In “From Blue Whales to Earthworms, a Common Mechanism Gives Shape to Living Beings” (ScienceDaily, (Oct. 13, 2011), we learn how the embryo gets organized, hourby hour, in two days:
Very specific genes, known as “Hox,” are involved in this process. Responsible for the formation of limbs and the spinal column, they have a remarkable characteristic. “Hox genes are situated one exactly after the other on the DNA strand, in four groups. First the neck, then the thorax, then the lumbar, and so on,” explains Duboule. “This unique arrangement inevitably had to play a role.”
The process is astonishingly simple. In the embryo’s first moments, the Hox genes are dormant, packaged like a spool of wound yarn on the DNA. When the time is right, the strand begins to unwind. When the embryo begins to form the upper levels, the genes encoding the formation of cervical vertebrae come off the spool and become activated. Then it is the thoracic vertebrae’s turn, and so on down to the tailbone. The DNA strand acts a bit like an old-fashioned computer punchcard, delivering specific instructions as it progressively goes through the machine.

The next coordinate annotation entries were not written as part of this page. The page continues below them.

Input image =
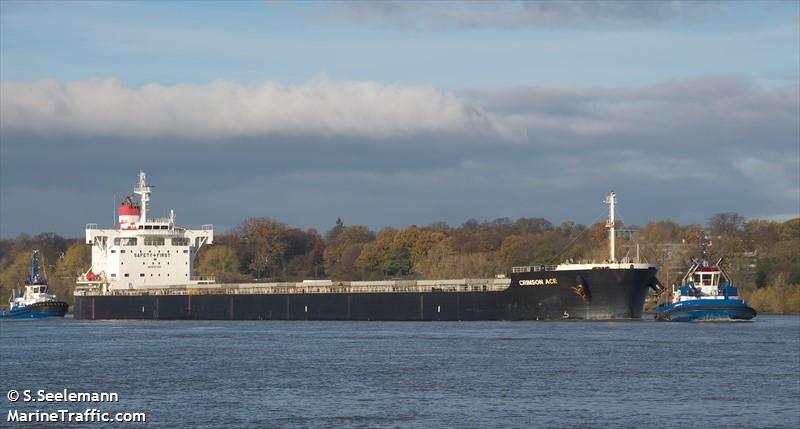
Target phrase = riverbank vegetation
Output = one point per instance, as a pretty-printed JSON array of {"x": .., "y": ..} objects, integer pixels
[{"x": 763, "y": 257}]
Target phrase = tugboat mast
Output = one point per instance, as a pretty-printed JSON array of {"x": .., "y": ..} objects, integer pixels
[{"x": 611, "y": 200}]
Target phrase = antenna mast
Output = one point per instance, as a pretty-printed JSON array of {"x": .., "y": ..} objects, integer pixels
[
  {"x": 144, "y": 192},
  {"x": 611, "y": 200}
]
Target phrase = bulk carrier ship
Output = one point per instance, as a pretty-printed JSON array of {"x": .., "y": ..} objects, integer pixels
[{"x": 142, "y": 270}]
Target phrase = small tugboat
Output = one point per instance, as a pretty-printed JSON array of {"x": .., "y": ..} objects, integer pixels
[
  {"x": 706, "y": 294},
  {"x": 35, "y": 302}
]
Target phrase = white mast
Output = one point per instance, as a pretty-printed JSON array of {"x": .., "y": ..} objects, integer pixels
[
  {"x": 144, "y": 192},
  {"x": 611, "y": 200}
]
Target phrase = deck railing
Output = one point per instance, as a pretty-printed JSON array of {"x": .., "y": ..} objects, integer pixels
[{"x": 398, "y": 286}]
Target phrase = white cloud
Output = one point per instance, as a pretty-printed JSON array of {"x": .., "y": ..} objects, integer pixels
[{"x": 221, "y": 110}]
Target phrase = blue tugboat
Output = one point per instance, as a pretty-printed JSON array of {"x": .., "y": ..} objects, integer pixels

“A new gene comes out of the spool every ninety minutes, which corresponds to the time needed for a new layer of the embryo to be built,” explains Duboule. “It takes two days for the strand to completely unwind; this is the same time that’s needed for all the layers of the embryo to be completed.”

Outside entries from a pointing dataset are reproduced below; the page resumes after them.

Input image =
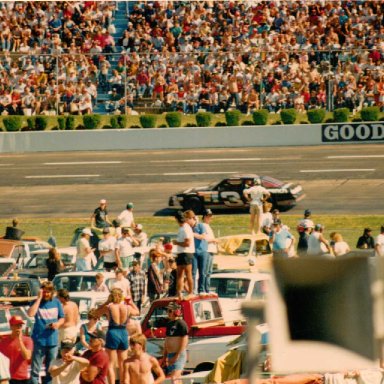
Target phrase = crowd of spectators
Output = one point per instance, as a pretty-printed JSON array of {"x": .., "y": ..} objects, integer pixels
[{"x": 191, "y": 55}]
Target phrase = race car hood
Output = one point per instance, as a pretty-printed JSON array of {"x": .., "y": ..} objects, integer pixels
[{"x": 195, "y": 190}]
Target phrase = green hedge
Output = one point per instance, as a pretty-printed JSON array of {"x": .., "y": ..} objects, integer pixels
[
  {"x": 288, "y": 116},
  {"x": 203, "y": 119},
  {"x": 233, "y": 118},
  {"x": 173, "y": 119},
  {"x": 340, "y": 115},
  {"x": 13, "y": 123},
  {"x": 260, "y": 117},
  {"x": 316, "y": 116},
  {"x": 370, "y": 113},
  {"x": 148, "y": 121},
  {"x": 91, "y": 121}
]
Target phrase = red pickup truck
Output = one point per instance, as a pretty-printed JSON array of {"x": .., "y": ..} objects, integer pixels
[{"x": 202, "y": 314}]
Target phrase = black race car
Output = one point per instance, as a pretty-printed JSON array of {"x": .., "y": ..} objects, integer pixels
[{"x": 228, "y": 194}]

This system is the first “mechanical” clock ever discovered in genetics. And it explains why the system is so remarkably precise.
And just think, it all happened by natural selection acting on random mutations, … Well, let’s just say it would be illegal to introduce, in American or British schools, any kind of doubt that that’s the origin of the mechanism.
The Hox clock is a demonstration of the extraordinary complexity of evolution. One notable property of the mechanism is its extreme stability, explains Duboule. “Circadian or menstrual clocks involve complex chemistry. They can thus adapt to changing contexts, but in a general sense are fairly imprecise. The mechanism that we have discovered must be infinitely more stable and precise. Even the smallest change would end up leading to the emergence of a new species.”
Ah yes, there’s the ritual kowtow to Darwin (“who changed everything, greater than Copernicus” – E.O. Wilson), although in this case, the PR writers daren’t be explicit.
In reality, “Even the smallest change would end up leading to the … ” death of the embryo.